Pablo Llarena, Ermittlungsrichter am obersten Gerichtshof in Spanien,
änderte den europäischen Haftbefehl aufgrund der jüngsten Strafrechtsreform
in Spanien, die am Donnerstag in Kraft trat. Darin wurde der
Straftatbestand „Aufstand“ gestrichen und durch „schwere öffentliche
Unordnung“ ersetzt. Auch die Haftbefehle gegen zwei weitere Mitstreiter
Puigdemonts, die sich in Brüssel bzw. in Schottland aufhalten, wurden
entsprechend geändert.
Puigdemont, der mittlerweile als Abgeordneter im Europaparlament sitzt,
hatte mit seiner Regierung und der Zivilgesellschaft trotz Verbot aus
Madrid am 1. Oktober 2017 ein Unabhängigkeitsreferendum in Katalonien
abgehalten. Nachdem die Zentralregierung seine Autonomieregierung des Amtes
enthob und die Justiz begann, gegen die Mitglieder des katalanischen
Kabinetts sowie mehrere Politiker und Aktivisten wegen „Aufstand“ zu
ermitteln, gingen Puigdemont und zwei seiner Minister ins Exil. Seither
werden sie per europäischem Haftbefehl gesucht.
Neun katalanische Politiker und Aktivisten, die in Spanien blieben, wurden
zu Strafen von bis zu 13 Jahre wegen „Aufstand“ und „Veruntreuung
öffentlicher Gelder“ verurteilt worden. Die jetzige Linksregierung in
Madrid unter dem Sozialisten Pedro Sánchez [1][begnadigte sie 2021]. Die
Regierung Sánchez hatte das Strafrecht Ende 2022 geändert, weil der
Aufstandsparagraf in der Form nicht mit den Rechtsnormen anderer EU-Länder
kompatibel war.

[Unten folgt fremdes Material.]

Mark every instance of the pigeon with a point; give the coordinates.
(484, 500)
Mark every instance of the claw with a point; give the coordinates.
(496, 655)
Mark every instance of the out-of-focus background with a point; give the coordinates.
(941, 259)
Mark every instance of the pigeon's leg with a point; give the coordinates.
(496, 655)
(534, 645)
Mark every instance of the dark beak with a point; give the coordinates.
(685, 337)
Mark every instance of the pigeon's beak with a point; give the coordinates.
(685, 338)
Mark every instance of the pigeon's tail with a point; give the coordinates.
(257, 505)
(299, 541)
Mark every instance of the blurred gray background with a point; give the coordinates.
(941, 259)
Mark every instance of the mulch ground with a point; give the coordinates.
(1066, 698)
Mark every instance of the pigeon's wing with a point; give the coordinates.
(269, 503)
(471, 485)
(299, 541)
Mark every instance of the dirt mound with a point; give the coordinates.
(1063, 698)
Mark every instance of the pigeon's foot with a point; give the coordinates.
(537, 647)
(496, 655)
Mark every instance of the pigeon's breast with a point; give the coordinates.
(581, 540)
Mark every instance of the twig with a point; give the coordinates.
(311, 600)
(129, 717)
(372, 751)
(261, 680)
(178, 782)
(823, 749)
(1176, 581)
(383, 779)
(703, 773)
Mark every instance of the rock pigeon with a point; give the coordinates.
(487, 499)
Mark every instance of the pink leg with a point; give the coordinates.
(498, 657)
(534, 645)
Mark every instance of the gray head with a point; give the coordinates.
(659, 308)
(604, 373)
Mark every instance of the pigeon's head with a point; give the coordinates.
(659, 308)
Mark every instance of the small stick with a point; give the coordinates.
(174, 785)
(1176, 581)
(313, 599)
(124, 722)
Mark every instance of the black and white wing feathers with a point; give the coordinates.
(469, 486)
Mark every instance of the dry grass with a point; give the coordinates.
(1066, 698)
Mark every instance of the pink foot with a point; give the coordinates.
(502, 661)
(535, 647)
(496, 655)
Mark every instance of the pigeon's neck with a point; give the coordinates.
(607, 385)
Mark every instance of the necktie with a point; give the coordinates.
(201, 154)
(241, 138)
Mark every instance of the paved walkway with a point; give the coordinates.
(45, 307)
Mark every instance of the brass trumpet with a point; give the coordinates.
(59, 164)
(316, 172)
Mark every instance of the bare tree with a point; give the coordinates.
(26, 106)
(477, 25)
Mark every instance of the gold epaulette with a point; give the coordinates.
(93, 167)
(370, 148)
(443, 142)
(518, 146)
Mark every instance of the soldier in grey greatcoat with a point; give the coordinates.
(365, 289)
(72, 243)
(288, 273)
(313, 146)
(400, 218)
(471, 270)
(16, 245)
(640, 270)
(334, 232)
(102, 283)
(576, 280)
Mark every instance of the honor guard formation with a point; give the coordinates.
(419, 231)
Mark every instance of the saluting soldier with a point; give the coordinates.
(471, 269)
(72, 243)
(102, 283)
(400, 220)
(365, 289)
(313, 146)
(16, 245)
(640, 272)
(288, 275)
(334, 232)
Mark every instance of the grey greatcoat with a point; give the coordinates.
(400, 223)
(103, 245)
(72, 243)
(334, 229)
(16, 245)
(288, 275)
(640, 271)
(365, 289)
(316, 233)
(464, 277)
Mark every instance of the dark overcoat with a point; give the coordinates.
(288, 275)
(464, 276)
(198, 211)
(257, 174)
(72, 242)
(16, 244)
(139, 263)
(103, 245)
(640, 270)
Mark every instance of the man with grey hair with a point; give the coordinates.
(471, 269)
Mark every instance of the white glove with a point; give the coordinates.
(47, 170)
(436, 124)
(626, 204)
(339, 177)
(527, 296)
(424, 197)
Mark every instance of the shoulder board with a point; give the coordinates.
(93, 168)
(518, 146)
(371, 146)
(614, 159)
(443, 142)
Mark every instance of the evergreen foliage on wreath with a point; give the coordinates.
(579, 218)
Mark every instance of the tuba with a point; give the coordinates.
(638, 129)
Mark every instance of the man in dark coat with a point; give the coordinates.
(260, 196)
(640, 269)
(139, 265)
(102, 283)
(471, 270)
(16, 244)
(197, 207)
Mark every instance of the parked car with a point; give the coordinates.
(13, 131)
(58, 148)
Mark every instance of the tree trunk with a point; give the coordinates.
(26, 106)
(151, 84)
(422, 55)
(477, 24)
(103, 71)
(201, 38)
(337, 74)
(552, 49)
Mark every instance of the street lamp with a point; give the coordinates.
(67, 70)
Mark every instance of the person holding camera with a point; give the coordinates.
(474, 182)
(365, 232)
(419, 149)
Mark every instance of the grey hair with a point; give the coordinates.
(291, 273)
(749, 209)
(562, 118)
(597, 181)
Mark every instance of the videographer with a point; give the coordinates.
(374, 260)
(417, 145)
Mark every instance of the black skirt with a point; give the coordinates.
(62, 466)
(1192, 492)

Weder Belgien, noch Deutschland oder Schottland hatten die
katalanischen Politiker im Exil ausliefern können.
## Nicht mehr wegen „Aufstand“ gesucht
Auch der Straftatbestand der „Veruntreuung öffentlicher Gelder“ wurde 2022
reformiert – von bisher acht auf vier Jahre Höchststrafe. Das bedeutet,
Puigdemont droht noch eine Haftstrafe in Spanien. Llarena, für den die
Volksabstimmung mit über zwei Millionen WählerInnen bisher ein „Aufstand“
war, sieht jetzt nicht einmal „öffentliche Unordnung“ gegeben. Er bedauert,
dass die Strafrechtsreform „einen Kontext nahe der Entkriminalisierung“
schaffe. Das, was am 1. Oktober 2017 geschah, lässt sich jetzt nicht mehr
von der Gesetzlage abdecken.
In Spanien wird jetzt der oberste Gerichtshof den Spruch gegen die 13
verurteilten Politiker und Aktivisten überprüfen und revidieren müssen.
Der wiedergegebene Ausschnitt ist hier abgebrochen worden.